We need to talk about Kevin. The kid's practically demonic in his pursuit to drive his mother nuts, sickly terrorizing Eva and the family – without giving too much away, he makes a mess of the house and sucks up to his father to spite her – with a smirk that's eerily devilish, like some demon child. Seriously, all that's missing is the corn.
The crazy-kid film has been done to death (see: "The Bad Seed," "Children of the Corn," "The Good Son"), but never so terrifyingly true-to-life as in "We Need to Talk About Kevin," a consuming cautionary tale for anyone who ever wanted children. Tilda Swinton, the androgynous drama-mama favorite, spellbinds as the mother to the titular evil son that could very well be the devil incarnate: he shits his pants on purpose, takes the smaller-sibling razzing too far and, as the film drops hints to the gut-punching climax, does something horrifically sick. This gritty stomach-turner is very real, and very good.
We know something's up early on, when Eva is approached by suburban moms on the street, where one slaps her dead in the face. The motive is unclear (though the over-symbolized color red – danger, danger! – is a pretty clear indication), but as the films progresses it's obvious who the culprit is: Kevin. In seesawing scenes, we learn that Eva hooked up with Franklin (John C. Reilly), now her husband, and went ahead with an unplanned pregnancy. When the baby's born, it's clear she's not fit to raise him. She pushes a stroller in front of a noisy construction site to drown out his wailing. Screaming problem fixed.
Kevin grows up, but he doesn't grow out of his spiteful, me-against-mom ways. And despite her efforts – a nice dinner, some mini-golf – there's no getting through to what he's become as a teenager, essentially a sociopath. It's truly awful watching Kevin make Eva's life hell, and even though he's hardly empathetic, the question still looms: Nature or nurture? Maybe he's a result of Eva's poor parenting. Or maybe he was just, well, born that way.

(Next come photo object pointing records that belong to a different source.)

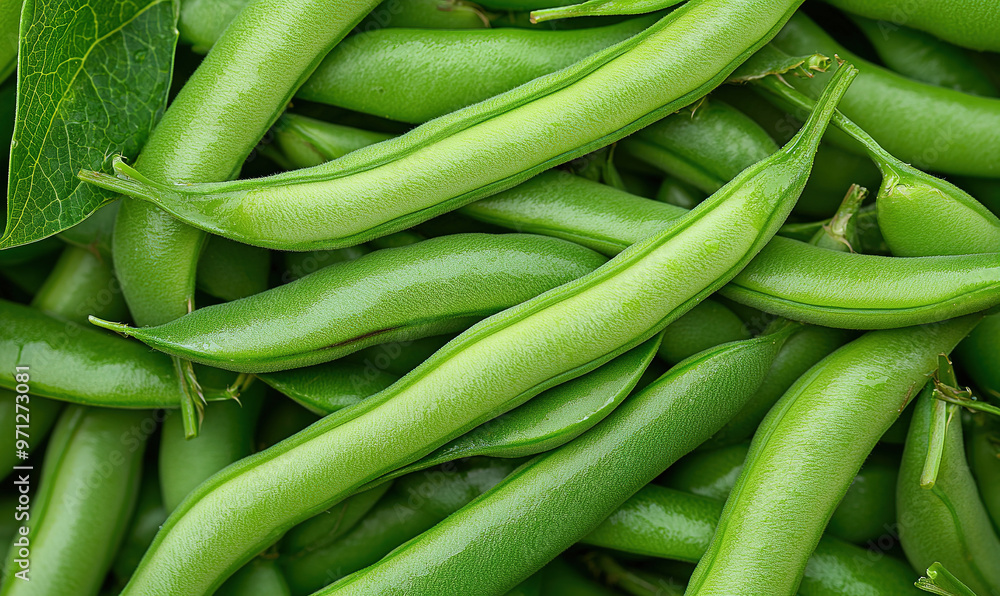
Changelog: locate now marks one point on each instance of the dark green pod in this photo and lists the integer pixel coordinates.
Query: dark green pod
(437, 286)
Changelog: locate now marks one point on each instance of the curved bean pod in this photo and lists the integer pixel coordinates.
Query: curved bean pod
(926, 125)
(416, 75)
(706, 148)
(662, 522)
(815, 438)
(79, 515)
(393, 185)
(947, 522)
(971, 23)
(524, 517)
(983, 447)
(553, 417)
(82, 365)
(605, 313)
(788, 278)
(926, 58)
(437, 286)
(412, 506)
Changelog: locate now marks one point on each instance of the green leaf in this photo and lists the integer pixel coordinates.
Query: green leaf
(93, 81)
(10, 16)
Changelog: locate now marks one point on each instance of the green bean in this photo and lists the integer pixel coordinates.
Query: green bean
(983, 447)
(412, 506)
(524, 517)
(705, 148)
(784, 279)
(603, 314)
(423, 173)
(228, 270)
(343, 308)
(82, 365)
(185, 463)
(326, 388)
(926, 58)
(969, 23)
(260, 577)
(307, 142)
(146, 520)
(807, 451)
(926, 125)
(662, 522)
(706, 325)
(552, 418)
(416, 75)
(948, 522)
(89, 483)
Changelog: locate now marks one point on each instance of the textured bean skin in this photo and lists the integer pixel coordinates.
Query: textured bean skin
(524, 517)
(393, 185)
(784, 278)
(971, 23)
(803, 349)
(807, 451)
(788, 277)
(948, 522)
(662, 522)
(866, 512)
(396, 518)
(602, 315)
(983, 447)
(207, 132)
(437, 286)
(926, 58)
(416, 75)
(84, 501)
(82, 365)
(929, 126)
(705, 149)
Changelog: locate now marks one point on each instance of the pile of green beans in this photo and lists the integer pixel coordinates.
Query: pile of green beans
(521, 297)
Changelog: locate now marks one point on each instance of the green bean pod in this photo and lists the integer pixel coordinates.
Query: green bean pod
(983, 448)
(970, 23)
(947, 522)
(662, 522)
(416, 75)
(413, 505)
(804, 348)
(929, 126)
(88, 487)
(926, 58)
(524, 518)
(705, 148)
(785, 277)
(788, 278)
(507, 139)
(306, 142)
(808, 450)
(228, 270)
(437, 286)
(603, 314)
(706, 325)
(82, 365)
(553, 417)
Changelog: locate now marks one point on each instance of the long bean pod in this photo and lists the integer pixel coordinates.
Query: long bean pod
(507, 139)
(437, 286)
(815, 438)
(523, 518)
(604, 314)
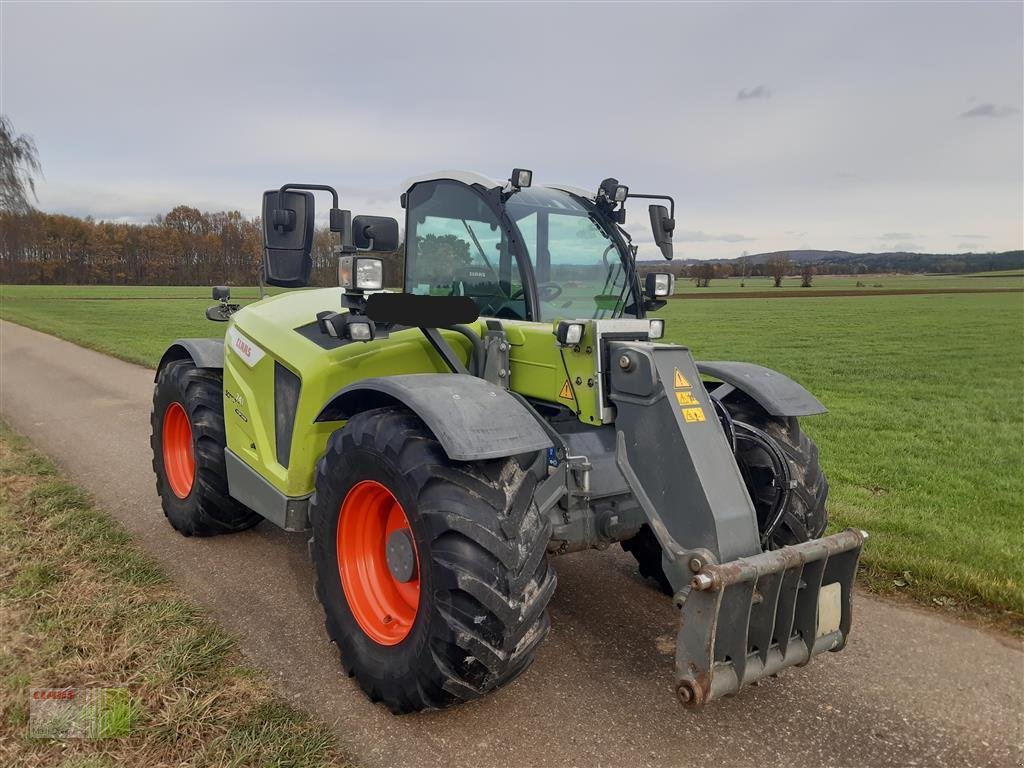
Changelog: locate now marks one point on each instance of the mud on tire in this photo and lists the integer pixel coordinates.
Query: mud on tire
(484, 582)
(206, 509)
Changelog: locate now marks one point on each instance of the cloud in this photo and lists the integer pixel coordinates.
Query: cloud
(760, 91)
(989, 111)
(697, 236)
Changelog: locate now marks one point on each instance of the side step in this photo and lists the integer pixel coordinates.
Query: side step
(751, 617)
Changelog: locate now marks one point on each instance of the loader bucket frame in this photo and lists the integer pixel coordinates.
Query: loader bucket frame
(745, 613)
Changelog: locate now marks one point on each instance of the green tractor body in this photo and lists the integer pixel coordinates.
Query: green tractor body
(513, 402)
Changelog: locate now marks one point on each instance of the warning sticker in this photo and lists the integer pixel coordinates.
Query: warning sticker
(693, 414)
(686, 398)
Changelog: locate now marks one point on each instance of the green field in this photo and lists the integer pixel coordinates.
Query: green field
(978, 282)
(924, 443)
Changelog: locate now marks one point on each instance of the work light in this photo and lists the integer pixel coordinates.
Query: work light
(658, 285)
(359, 330)
(611, 190)
(569, 334)
(521, 178)
(360, 272)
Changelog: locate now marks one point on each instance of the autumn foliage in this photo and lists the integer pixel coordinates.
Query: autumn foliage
(185, 247)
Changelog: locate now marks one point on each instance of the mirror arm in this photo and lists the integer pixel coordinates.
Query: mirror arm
(672, 203)
(312, 187)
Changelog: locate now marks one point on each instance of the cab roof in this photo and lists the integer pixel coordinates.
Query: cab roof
(471, 177)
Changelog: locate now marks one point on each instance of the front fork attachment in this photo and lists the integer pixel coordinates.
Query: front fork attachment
(744, 613)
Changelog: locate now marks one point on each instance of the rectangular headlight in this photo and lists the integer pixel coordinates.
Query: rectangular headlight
(360, 272)
(569, 334)
(359, 331)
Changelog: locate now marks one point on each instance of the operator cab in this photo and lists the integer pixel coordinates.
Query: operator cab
(520, 252)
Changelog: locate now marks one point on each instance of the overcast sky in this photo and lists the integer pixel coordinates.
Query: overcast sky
(863, 127)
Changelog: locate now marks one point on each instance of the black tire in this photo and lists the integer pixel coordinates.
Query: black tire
(480, 541)
(805, 515)
(207, 509)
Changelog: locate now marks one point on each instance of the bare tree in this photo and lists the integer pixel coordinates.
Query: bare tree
(702, 274)
(807, 275)
(18, 167)
(778, 266)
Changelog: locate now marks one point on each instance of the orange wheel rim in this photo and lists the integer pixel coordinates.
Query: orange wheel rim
(384, 606)
(179, 463)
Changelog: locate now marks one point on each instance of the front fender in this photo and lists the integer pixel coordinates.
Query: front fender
(471, 418)
(776, 393)
(204, 352)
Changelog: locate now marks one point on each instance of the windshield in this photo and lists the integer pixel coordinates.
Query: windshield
(579, 271)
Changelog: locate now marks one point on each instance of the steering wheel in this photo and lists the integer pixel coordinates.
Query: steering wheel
(604, 257)
(545, 292)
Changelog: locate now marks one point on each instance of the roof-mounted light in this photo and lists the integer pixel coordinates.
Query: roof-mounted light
(521, 178)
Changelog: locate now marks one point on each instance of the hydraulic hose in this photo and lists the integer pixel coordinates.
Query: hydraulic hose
(476, 356)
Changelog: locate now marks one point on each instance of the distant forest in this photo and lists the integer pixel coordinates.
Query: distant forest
(189, 247)
(185, 247)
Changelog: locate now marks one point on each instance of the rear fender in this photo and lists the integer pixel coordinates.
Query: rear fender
(204, 352)
(775, 392)
(471, 418)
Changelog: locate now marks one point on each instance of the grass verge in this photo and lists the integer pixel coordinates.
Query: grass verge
(81, 606)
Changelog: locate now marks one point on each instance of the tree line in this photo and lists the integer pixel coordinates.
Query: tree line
(184, 247)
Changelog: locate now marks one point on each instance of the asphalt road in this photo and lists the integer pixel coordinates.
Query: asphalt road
(911, 688)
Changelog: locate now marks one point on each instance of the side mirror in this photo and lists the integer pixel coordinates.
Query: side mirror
(662, 225)
(378, 233)
(288, 238)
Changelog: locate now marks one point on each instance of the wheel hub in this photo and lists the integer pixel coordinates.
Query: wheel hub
(400, 553)
(179, 462)
(378, 562)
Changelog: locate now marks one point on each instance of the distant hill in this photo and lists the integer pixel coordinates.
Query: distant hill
(898, 261)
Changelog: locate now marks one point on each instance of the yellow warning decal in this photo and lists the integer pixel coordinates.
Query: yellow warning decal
(693, 414)
(686, 398)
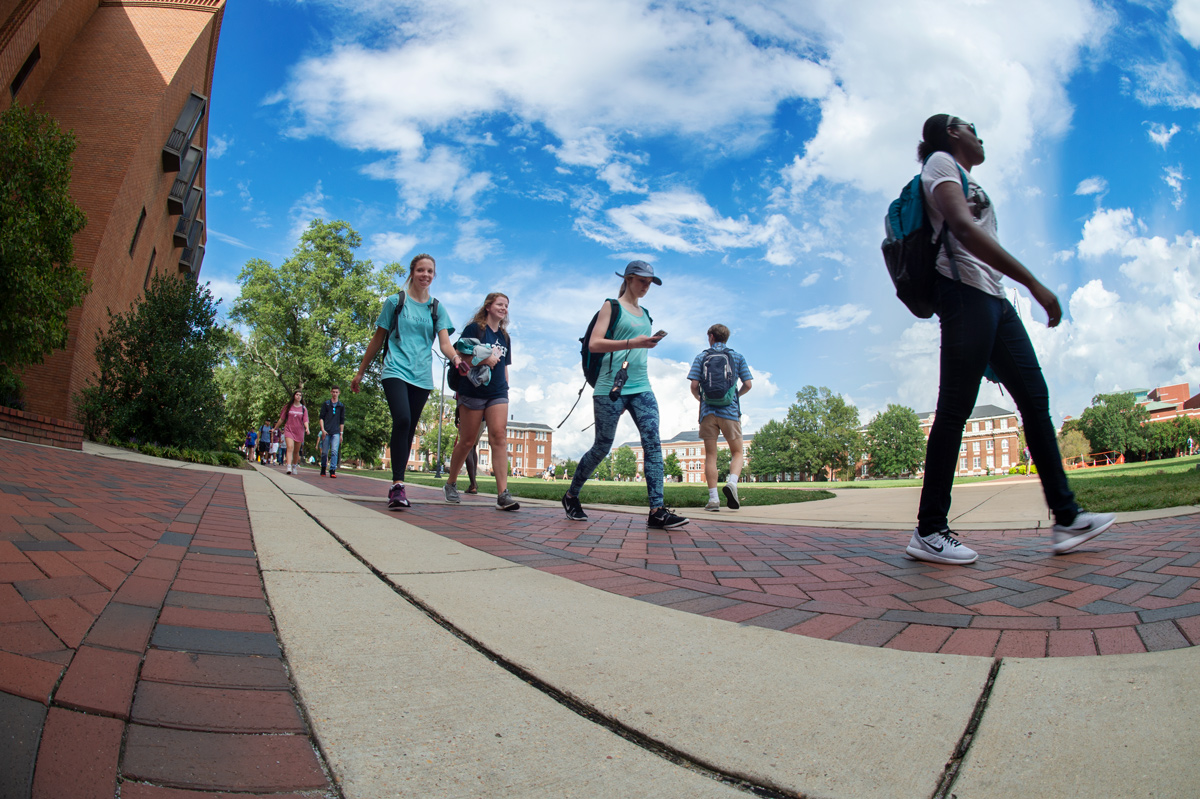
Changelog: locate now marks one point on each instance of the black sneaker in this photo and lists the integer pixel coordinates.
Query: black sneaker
(574, 509)
(665, 520)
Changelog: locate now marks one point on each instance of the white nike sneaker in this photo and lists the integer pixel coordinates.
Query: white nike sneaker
(1085, 528)
(940, 547)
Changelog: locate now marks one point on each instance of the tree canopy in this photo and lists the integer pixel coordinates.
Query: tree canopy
(157, 380)
(39, 280)
(895, 443)
(1113, 422)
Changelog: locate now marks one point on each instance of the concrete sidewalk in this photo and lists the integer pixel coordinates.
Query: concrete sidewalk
(461, 652)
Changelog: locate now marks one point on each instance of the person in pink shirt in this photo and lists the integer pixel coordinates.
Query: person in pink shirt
(294, 421)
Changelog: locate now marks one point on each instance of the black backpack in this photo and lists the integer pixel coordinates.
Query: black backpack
(395, 322)
(592, 362)
(910, 250)
(718, 383)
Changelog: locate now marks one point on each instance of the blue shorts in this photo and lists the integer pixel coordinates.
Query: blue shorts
(480, 403)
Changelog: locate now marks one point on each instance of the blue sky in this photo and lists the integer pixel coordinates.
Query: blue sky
(749, 151)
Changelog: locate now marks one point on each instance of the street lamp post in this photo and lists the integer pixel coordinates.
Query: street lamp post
(442, 404)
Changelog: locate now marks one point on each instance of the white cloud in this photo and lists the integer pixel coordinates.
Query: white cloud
(1187, 17)
(829, 319)
(1174, 178)
(1161, 134)
(307, 208)
(1095, 185)
(1008, 78)
(219, 145)
(393, 246)
(1108, 230)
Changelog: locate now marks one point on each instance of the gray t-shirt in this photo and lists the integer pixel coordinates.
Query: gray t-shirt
(942, 168)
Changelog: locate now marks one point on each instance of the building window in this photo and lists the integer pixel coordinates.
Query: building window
(181, 136)
(154, 252)
(25, 68)
(137, 232)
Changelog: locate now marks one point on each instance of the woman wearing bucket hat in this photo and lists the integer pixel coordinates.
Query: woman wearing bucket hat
(624, 384)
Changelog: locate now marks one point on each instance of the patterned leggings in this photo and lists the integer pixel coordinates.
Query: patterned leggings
(643, 408)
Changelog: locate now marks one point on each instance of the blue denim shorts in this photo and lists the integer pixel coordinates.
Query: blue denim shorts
(479, 403)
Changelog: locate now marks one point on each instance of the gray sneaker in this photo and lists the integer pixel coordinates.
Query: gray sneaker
(505, 502)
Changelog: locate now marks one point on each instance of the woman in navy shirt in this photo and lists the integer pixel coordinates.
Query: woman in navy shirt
(486, 403)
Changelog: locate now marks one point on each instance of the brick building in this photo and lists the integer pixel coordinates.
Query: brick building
(689, 450)
(131, 78)
(529, 449)
(990, 442)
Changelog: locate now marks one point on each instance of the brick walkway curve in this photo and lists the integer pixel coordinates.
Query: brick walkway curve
(1133, 589)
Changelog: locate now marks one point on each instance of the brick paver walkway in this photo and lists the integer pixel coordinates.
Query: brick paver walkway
(1133, 589)
(137, 652)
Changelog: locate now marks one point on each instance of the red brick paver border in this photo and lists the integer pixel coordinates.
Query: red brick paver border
(131, 608)
(1137, 588)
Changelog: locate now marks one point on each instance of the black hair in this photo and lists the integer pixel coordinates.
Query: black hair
(935, 136)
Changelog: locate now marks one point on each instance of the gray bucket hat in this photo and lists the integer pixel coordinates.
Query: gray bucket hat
(641, 269)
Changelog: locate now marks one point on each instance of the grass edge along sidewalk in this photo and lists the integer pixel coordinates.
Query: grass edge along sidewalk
(1153, 485)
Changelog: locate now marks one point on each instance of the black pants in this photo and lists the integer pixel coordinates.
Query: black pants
(406, 403)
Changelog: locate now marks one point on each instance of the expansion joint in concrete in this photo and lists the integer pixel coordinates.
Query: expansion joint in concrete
(954, 766)
(747, 784)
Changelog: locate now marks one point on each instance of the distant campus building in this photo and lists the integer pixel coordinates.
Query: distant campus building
(132, 79)
(529, 450)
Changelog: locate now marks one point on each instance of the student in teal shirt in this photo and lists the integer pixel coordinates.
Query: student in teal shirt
(630, 341)
(408, 364)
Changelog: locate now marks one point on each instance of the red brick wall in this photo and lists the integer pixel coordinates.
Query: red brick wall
(40, 430)
(155, 54)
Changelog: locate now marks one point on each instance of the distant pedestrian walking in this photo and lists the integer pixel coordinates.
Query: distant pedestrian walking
(333, 426)
(294, 421)
(624, 384)
(714, 377)
(979, 330)
(486, 403)
(408, 324)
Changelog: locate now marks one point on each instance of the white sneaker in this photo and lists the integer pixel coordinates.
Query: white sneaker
(731, 496)
(1085, 528)
(940, 547)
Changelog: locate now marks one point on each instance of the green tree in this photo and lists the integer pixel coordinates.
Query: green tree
(724, 460)
(624, 462)
(157, 362)
(895, 444)
(39, 280)
(771, 452)
(825, 432)
(1073, 444)
(671, 467)
(1114, 422)
(310, 319)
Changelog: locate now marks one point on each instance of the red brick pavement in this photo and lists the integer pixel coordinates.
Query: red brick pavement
(131, 608)
(1133, 589)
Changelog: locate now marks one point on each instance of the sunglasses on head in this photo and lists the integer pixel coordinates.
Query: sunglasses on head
(970, 126)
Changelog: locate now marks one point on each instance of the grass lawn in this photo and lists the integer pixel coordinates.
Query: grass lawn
(1138, 486)
(603, 492)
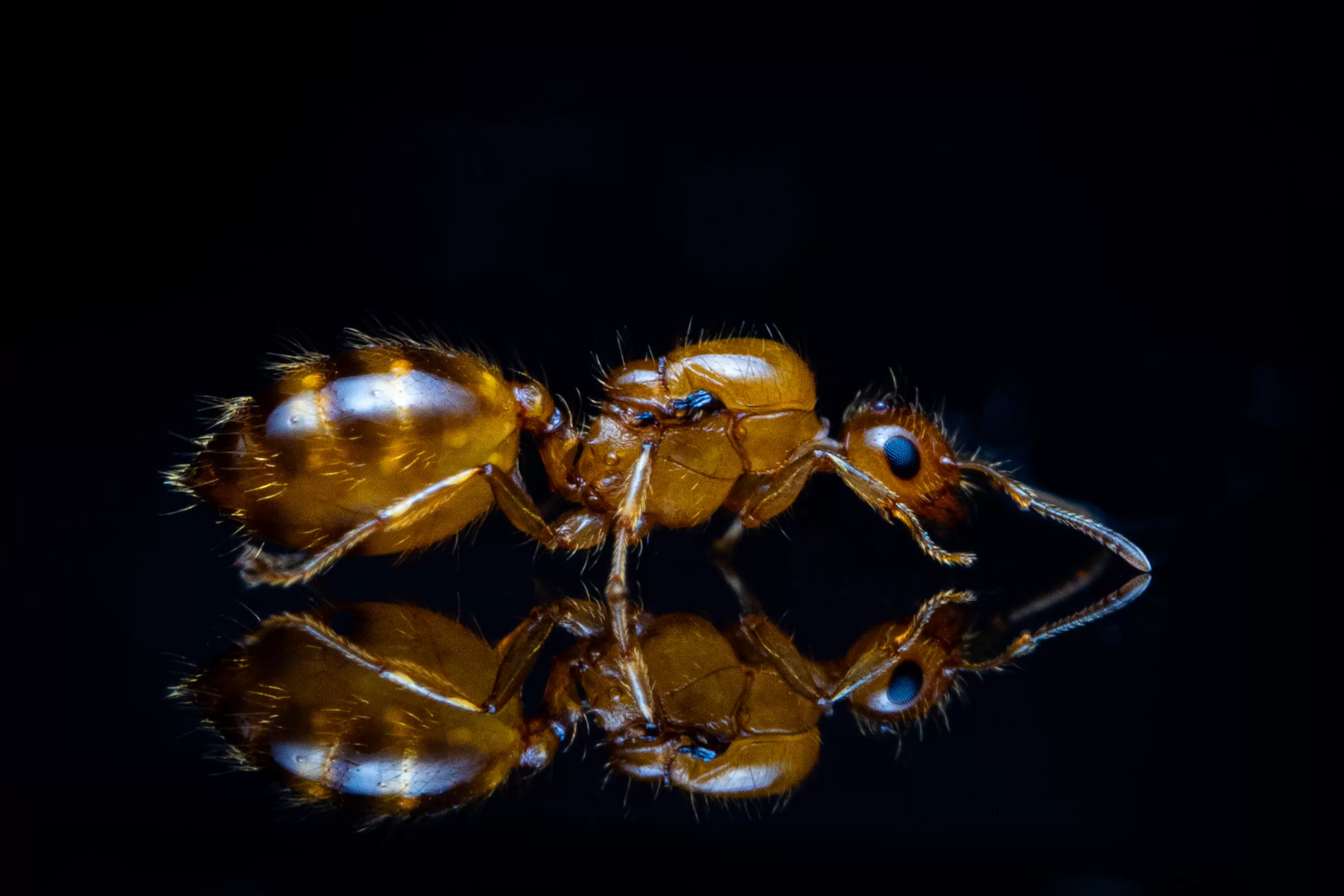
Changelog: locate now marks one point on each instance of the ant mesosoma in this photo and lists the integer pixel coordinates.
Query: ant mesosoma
(401, 710)
(397, 445)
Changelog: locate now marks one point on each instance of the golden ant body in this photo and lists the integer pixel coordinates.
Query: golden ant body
(397, 445)
(405, 710)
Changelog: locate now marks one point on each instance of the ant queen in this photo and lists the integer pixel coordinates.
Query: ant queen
(400, 710)
(397, 445)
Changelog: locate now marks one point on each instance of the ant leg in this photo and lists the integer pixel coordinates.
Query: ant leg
(562, 708)
(721, 554)
(630, 523)
(880, 496)
(776, 492)
(800, 673)
(518, 506)
(1027, 641)
(285, 570)
(580, 530)
(782, 488)
(518, 650)
(1059, 511)
(889, 650)
(557, 440)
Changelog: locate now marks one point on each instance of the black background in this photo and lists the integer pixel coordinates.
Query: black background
(1089, 249)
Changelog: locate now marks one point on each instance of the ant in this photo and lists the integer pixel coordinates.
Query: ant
(388, 704)
(374, 704)
(397, 445)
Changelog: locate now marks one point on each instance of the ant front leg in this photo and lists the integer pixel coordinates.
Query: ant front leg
(1059, 511)
(887, 650)
(518, 650)
(628, 530)
(260, 568)
(777, 492)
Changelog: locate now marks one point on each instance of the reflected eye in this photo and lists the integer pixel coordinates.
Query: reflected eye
(902, 457)
(906, 683)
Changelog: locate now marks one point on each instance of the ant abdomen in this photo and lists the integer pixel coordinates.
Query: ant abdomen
(339, 441)
(349, 704)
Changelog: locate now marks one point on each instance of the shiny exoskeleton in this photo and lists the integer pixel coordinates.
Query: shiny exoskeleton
(401, 710)
(389, 448)
(398, 445)
(371, 703)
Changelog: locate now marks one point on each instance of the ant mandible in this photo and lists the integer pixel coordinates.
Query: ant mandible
(386, 706)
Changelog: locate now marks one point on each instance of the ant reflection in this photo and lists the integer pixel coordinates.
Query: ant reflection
(401, 710)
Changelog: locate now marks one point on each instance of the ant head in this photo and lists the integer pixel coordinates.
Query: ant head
(909, 455)
(920, 679)
(705, 762)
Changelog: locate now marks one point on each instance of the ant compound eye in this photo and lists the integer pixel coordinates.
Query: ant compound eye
(902, 457)
(906, 683)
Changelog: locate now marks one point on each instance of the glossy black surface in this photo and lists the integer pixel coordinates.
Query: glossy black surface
(1057, 253)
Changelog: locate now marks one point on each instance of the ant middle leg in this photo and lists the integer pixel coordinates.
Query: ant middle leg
(628, 530)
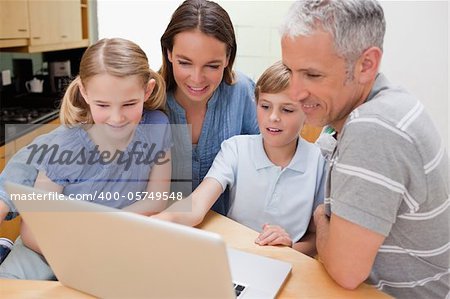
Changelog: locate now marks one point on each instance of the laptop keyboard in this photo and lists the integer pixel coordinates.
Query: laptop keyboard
(238, 288)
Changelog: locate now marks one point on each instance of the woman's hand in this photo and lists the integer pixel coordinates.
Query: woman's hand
(273, 235)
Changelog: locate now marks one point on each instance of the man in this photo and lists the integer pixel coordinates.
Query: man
(387, 192)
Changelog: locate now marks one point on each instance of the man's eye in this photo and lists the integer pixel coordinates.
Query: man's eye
(313, 76)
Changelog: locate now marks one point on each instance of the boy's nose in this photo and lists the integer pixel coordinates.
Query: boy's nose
(274, 116)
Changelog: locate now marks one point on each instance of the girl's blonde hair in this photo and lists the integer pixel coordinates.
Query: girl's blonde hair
(117, 57)
(275, 79)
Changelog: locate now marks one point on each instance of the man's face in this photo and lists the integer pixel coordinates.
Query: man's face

Ezra Miller, who played a gay teen in 2010's "Every Day," is fully dedicated to Kevin's craziness; pure evil disguised as emo boi in tummy-exposing Ts. Everything he says is dripping with disdain and evil-spirited hatred – toward his mother, toward his family, toward the world. No wonder his real-life mom broke down at the premiere.
Swinton, per usual, wears the role like that spunky pompadour of hers – extremely well, and with satisfying ease. She slips right into Eva's lifeless stare as if it were her own, especially in the film's final scene shocker that rips out the floor from under your feet.